Although liberty-lovers may focus on dates like July 4th (Independence Day) or April 13th (Thomas Jefferson's birthday) as notable enough to celebrate each year, today -- June 12 -- turns out to be the anniversary of several events worth commemorating.
For example, it was on June 12, 1776, that Virginia adopted its Declaration of Rights, a precursor to the Bill of Rights to the U.S. Constitution.
Although nowadays the two largest national political parties hold their nominating conventions close to Labor Day, it wasn't always so. According to the AP, on this day in 1920, the Republican party,
meeting in Chicago, nominated Warren G. Harding for president on the tenth ballot. Calvin Coolidge was nominated for vice president.Both Harding and Coolidge are underrated but they deserve some applause for reversing some of the big-government trends begun under Theodore Roosevelt and accelerated under Woodrow Wilson.
It was also on this day, June 12, 1967, that the U.S. Supreme Court struck down Virginia's law prohibiting interracial marriage, in the serendipitously-named case of Loving v. Virginia. In his opinion for the majority, Chief Justice Earl Warren wrote:
Marriage is one of the "basic civil rights of man," fundamental to our very existence and survival. Skinner v. Oklahoma, 316 U.S. 535, 541 (1942). See also Maynard v. Hill, 125 U.S. 190 (1888).

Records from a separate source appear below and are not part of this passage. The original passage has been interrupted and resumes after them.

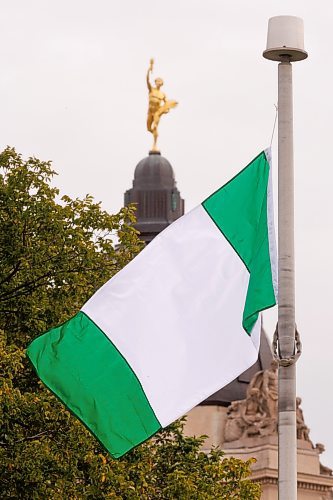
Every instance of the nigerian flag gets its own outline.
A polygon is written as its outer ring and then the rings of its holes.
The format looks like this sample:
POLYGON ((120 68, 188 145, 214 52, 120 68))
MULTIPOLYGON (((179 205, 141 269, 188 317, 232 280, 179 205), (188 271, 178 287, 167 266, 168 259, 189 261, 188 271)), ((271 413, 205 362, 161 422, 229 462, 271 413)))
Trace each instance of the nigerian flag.
POLYGON ((268 151, 160 233, 27 355, 113 457, 257 359, 276 303, 268 151))

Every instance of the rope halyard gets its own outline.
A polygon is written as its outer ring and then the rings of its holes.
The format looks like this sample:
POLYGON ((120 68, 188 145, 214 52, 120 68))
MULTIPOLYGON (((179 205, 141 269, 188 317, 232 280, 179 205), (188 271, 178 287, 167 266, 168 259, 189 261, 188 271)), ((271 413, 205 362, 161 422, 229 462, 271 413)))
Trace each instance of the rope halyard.
POLYGON ((274 118, 274 124, 273 124, 273 130, 272 130, 272 136, 271 136, 271 142, 270 142, 270 145, 269 147, 271 148, 272 147, 272 142, 273 142, 273 139, 274 139, 274 133, 275 133, 275 126, 276 126, 276 120, 277 120, 277 117, 278 117, 278 110, 279 110, 279 107, 277 104, 274 104, 275 106, 275 118, 274 118))

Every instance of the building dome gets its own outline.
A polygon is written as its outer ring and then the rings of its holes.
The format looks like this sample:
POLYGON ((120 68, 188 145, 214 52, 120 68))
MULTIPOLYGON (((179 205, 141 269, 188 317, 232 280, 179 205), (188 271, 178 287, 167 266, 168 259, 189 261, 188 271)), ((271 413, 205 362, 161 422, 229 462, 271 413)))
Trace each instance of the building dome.
POLYGON ((160 153, 150 153, 134 171, 133 187, 141 189, 172 189, 175 175, 170 162, 160 153))
POLYGON ((136 204, 135 227, 146 243, 184 214, 173 168, 159 152, 151 151, 137 164, 133 187, 125 193, 125 205, 130 203, 136 204))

To deny this fundamental freedom on so unsupportable a basis as the racial classifications embodied in these statutes, classifications so directly subversive of the principle of equality at the heart of the Fourteenth Amendment, is surely to deprive all the State's citizens of liberty without due process of law. The Fourteenth Amendment requires that the freedom of choice to marry not be restricted by invidious racial discriminations. Under our Constitution, the freedom to marry, or not marry, a person of another race resides with the individual, and cannot be infringed by the State.Twenty years later, President Ronald Reagan -- again on June 12 -- issued a challenge in Berlin to Soviet dictator Mikhail Gorbachev to "tear down this wall!" (It only took two years for the people of Germany to do just that.)
Having more than one thing to note and remember on any single day is worth celebrating.